Cross-compile the generated ResNet_int.xmodel for DPU execution. For MPSoC targets, the IP information must be available at /opt/vitis_ai/compiler/arch/DPUCZDX8G:

cd /workspace/resnet18
vai_c_xir -x quantize_result/ResNet_int.xmodel -a /opt/vitis_ai/compiler/arch/DPUCZDX8G/<Target ex:KV260>/arch.json -o resnet18_pt -n resnet18_pt

Next, create a file named resnet18_pt.prototxt containing input quantization parameters. Adjust mean and scale values under the kernel section as needed:

model {
   name : "resnet18_pt"
   kernel {
         name: "resnet18_pt_0"
         mean: 103.53
         mean: 116.28
         mean: 123.675
         scale: 0.017429
         scale: 0.017507
         scale: 0.01712475
   }
   model_type : CLASSIFICATION
   classification_param {
          top_k : 5
          test_accuracy : false
          preprocess_type : VGG_PREPROCESS
   }
}

For clarity, the quantization formula used is:

Quantization:

\[x_{\text{quant}} = \operatorname{round}\Bigl(\frac{x_{\text{real}}}{s}\Bigr) + z\]

Dequantization:

\[x_{\text{real}} = (x_{\text{quant}} - z) \times s\]

where

  • xreal is the original real value.
  • xquant is the quantized integer value.
  • s is the scale factor.
  • z is the zero point.
  • round(·) denotes the rounding operation.

The model is now fully INT8 quantized!

(Note added 8/18: mean and scale here are defined per channel in BGR order, not RGB.)

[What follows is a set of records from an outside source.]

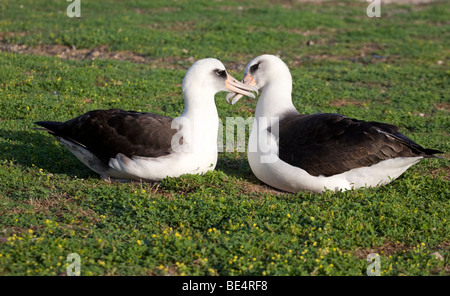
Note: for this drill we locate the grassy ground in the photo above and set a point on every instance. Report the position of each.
(133, 55)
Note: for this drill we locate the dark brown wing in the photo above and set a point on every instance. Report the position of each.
(108, 132)
(329, 144)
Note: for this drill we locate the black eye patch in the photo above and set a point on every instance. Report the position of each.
(221, 73)
(254, 68)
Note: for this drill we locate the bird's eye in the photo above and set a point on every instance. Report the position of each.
(254, 68)
(221, 73)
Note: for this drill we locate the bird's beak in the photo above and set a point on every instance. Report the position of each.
(248, 81)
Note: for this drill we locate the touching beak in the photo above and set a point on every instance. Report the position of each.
(248, 80)
(239, 89)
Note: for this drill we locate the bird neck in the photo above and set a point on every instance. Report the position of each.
(275, 99)
(200, 121)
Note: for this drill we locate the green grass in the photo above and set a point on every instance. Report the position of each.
(225, 222)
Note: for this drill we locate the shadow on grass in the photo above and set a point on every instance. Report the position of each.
(35, 148)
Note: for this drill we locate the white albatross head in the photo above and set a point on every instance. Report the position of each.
(209, 76)
(262, 71)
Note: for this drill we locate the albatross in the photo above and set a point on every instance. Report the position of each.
(126, 145)
(314, 152)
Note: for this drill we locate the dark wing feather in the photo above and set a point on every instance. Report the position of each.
(108, 132)
(329, 144)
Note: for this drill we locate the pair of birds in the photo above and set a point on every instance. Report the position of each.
(286, 150)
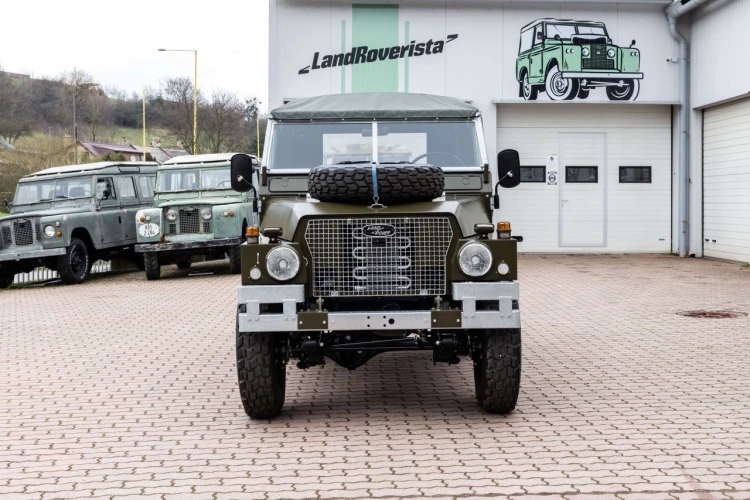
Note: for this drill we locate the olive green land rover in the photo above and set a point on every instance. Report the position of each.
(65, 218)
(377, 232)
(196, 215)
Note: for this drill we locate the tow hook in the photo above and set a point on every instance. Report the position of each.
(445, 350)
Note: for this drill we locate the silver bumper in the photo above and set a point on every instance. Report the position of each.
(601, 76)
(289, 320)
(31, 254)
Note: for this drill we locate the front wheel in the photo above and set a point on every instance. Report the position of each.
(627, 91)
(559, 88)
(497, 369)
(75, 265)
(152, 266)
(235, 259)
(261, 373)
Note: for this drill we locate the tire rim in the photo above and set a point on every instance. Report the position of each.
(76, 261)
(559, 85)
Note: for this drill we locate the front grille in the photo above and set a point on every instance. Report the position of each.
(379, 257)
(189, 221)
(22, 230)
(598, 59)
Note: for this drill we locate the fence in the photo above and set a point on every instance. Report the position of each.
(44, 274)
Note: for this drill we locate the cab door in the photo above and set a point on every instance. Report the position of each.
(109, 211)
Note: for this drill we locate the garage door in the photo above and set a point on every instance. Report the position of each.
(595, 178)
(726, 181)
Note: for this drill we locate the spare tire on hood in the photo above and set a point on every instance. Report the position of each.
(396, 183)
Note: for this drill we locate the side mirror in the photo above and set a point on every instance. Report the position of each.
(242, 173)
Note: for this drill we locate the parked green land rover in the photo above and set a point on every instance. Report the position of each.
(378, 236)
(567, 59)
(65, 218)
(195, 215)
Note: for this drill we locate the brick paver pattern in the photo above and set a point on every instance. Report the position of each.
(122, 387)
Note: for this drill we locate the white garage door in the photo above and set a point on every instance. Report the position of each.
(611, 191)
(726, 181)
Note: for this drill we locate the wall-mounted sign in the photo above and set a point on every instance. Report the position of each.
(364, 54)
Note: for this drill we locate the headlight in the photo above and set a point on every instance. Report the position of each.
(282, 263)
(475, 259)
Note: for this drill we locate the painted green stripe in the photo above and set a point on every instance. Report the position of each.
(406, 59)
(343, 51)
(375, 26)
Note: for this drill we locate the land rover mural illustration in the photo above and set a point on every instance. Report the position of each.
(568, 59)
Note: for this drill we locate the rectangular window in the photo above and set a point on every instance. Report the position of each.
(146, 183)
(533, 174)
(582, 175)
(635, 175)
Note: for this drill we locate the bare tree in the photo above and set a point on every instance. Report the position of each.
(178, 109)
(222, 122)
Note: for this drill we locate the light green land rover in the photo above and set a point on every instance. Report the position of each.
(195, 215)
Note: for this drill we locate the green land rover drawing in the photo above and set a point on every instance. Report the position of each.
(195, 215)
(567, 59)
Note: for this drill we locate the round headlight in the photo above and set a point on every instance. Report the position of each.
(282, 263)
(475, 259)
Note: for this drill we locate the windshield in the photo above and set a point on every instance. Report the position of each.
(565, 31)
(308, 145)
(193, 179)
(48, 190)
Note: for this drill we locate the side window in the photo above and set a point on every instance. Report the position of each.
(105, 189)
(126, 188)
(538, 35)
(146, 184)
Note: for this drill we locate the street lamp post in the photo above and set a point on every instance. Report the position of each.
(195, 92)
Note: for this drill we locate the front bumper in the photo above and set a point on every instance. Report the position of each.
(290, 320)
(186, 245)
(18, 255)
(603, 76)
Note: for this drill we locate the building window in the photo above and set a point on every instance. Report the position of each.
(635, 175)
(582, 174)
(533, 174)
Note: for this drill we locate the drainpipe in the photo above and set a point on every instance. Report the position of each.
(673, 12)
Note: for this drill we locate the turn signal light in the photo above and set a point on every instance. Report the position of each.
(503, 230)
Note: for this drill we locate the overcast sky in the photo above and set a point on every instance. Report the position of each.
(117, 42)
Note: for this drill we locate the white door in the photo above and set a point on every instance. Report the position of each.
(583, 181)
(726, 181)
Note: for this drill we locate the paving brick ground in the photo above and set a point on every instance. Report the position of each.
(121, 387)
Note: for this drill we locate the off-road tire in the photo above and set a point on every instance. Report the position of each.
(235, 259)
(497, 369)
(75, 265)
(261, 373)
(152, 266)
(396, 183)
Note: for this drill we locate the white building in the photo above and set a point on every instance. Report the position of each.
(587, 91)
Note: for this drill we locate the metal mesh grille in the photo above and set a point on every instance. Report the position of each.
(598, 59)
(22, 230)
(189, 221)
(376, 257)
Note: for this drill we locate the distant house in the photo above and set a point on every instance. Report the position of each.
(129, 151)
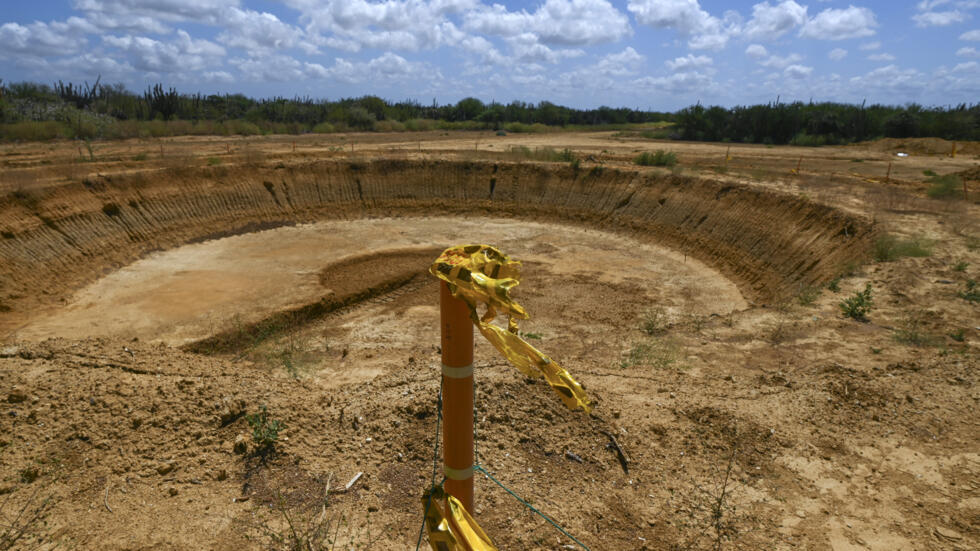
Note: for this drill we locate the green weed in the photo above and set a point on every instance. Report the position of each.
(912, 333)
(655, 353)
(888, 248)
(944, 187)
(655, 322)
(858, 306)
(808, 295)
(970, 291)
(265, 431)
(657, 158)
(834, 284)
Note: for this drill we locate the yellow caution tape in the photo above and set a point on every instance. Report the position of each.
(458, 532)
(483, 274)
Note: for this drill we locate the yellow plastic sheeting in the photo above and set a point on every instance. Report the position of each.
(458, 531)
(482, 274)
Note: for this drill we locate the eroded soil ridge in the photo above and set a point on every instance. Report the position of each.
(770, 244)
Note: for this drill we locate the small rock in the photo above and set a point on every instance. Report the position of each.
(231, 412)
(16, 396)
(241, 445)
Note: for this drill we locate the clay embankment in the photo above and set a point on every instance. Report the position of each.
(55, 240)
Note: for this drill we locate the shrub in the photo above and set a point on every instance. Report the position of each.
(834, 284)
(657, 158)
(265, 431)
(655, 353)
(888, 248)
(858, 306)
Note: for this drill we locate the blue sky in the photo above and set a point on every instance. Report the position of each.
(649, 54)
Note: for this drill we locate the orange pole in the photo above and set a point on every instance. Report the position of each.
(457, 396)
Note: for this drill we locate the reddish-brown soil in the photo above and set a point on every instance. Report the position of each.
(148, 303)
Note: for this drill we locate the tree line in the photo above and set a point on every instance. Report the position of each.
(801, 123)
(30, 110)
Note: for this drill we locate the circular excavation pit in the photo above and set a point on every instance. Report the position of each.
(175, 304)
(340, 300)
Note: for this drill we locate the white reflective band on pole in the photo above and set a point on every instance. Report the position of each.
(457, 372)
(458, 474)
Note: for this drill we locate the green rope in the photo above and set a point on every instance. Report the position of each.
(435, 464)
(528, 505)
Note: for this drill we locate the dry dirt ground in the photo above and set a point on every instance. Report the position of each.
(750, 419)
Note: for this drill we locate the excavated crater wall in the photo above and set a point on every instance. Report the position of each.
(770, 244)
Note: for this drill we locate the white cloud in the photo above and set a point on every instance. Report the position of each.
(405, 25)
(561, 22)
(939, 18)
(183, 53)
(223, 77)
(706, 31)
(756, 51)
(253, 31)
(769, 22)
(44, 39)
(383, 70)
(91, 63)
(780, 62)
(798, 71)
(690, 61)
(136, 13)
(840, 24)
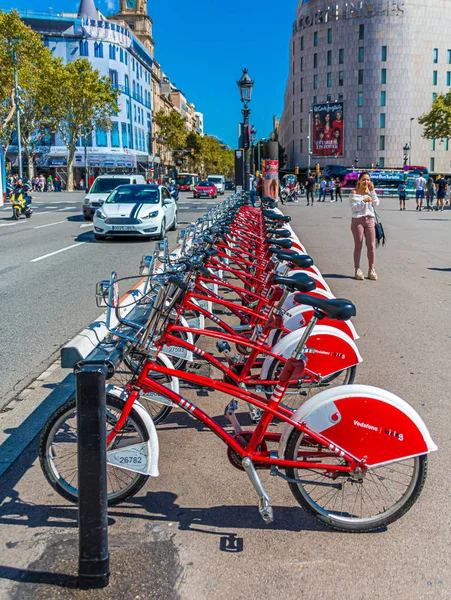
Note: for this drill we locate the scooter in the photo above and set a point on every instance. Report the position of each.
(20, 202)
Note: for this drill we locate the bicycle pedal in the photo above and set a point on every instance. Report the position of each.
(255, 415)
(223, 347)
(266, 511)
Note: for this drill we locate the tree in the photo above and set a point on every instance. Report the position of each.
(82, 100)
(437, 122)
(194, 144)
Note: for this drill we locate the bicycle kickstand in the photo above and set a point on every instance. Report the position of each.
(264, 507)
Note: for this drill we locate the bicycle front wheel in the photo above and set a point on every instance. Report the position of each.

https://github.com/Xilinx/Vitis-AI/blob/3.0/examples/vai_library/samples/classification/test_jpeg_classification_squeezenet.cpp#L98-L99

Model Deployment on KV260

Transfer the generated quantization files to KV260:

scp -r resnet18_pt root@[TARGET_IP_ADDRESS]:/usr/share/vitis_ai_library/models/

Evaluation images/videos:

[Docker] $ cd /workspace
[Docker] $ wget https://www.xilinx.com/bin/public/openDownload?filename=vitis_ai_library_r3.0.0_images.tar.gz -O vitis_ai_library_r3.0.0_images.tar.gz
[Docker] $ wget https://www.xilinx.com/bin/public/openDownload?filename=vitis_ai_library_r3.0.0_video.tar.gz -O vitis_ai_library_r3.0.0_video.tar.gz
[Docker] $ scp -r vitis_ai_library_r3.0.0_images.tar.gz root@[TARGET_IP_ADDRESS]:~/
[Docker] $ scp -r vitis_ai_library_r3.0.0_video.tar.gz root@[TARGET_IP_ADDRESS]:~/

Extract on KV260:

[Target] $ tar -xzvf vitis_ai_library_r3.0.0_images.tar.gz -C ~/Vitis-AI/examples/vai_library/
[Target] $ tar -xzvf vitis_ai_library_r3.0.0_video.tar.gz -C ~/Vitis-AI/examples/vai_library/

Inference Execution

Classification Test Task

Execute the classification test application on KV260:

cd ~/Vitis-AI/vai_library/samples/classification
./build.sh
./test_jpeg_classification resnet18_pt ~/Vitis-AI/examples/vai_library/samples/classification/images/002.JPEG

Result indicates successful inference:

Classification Result

Lane Detection Task

Try additional sample models:

cd ../lanedetect
./build.sh
./test_jpeg_lanedetect vpgnet_pruned_0_99 sample_lanedetect.jpg

Successful execution:

Lane Detection Result

Conclusion

We’ve reviewed the basic workflow for model quantization, deployment, and application execution. Using DPU IP on Zynq provides an experience similar to utilizing dedicated NPUs.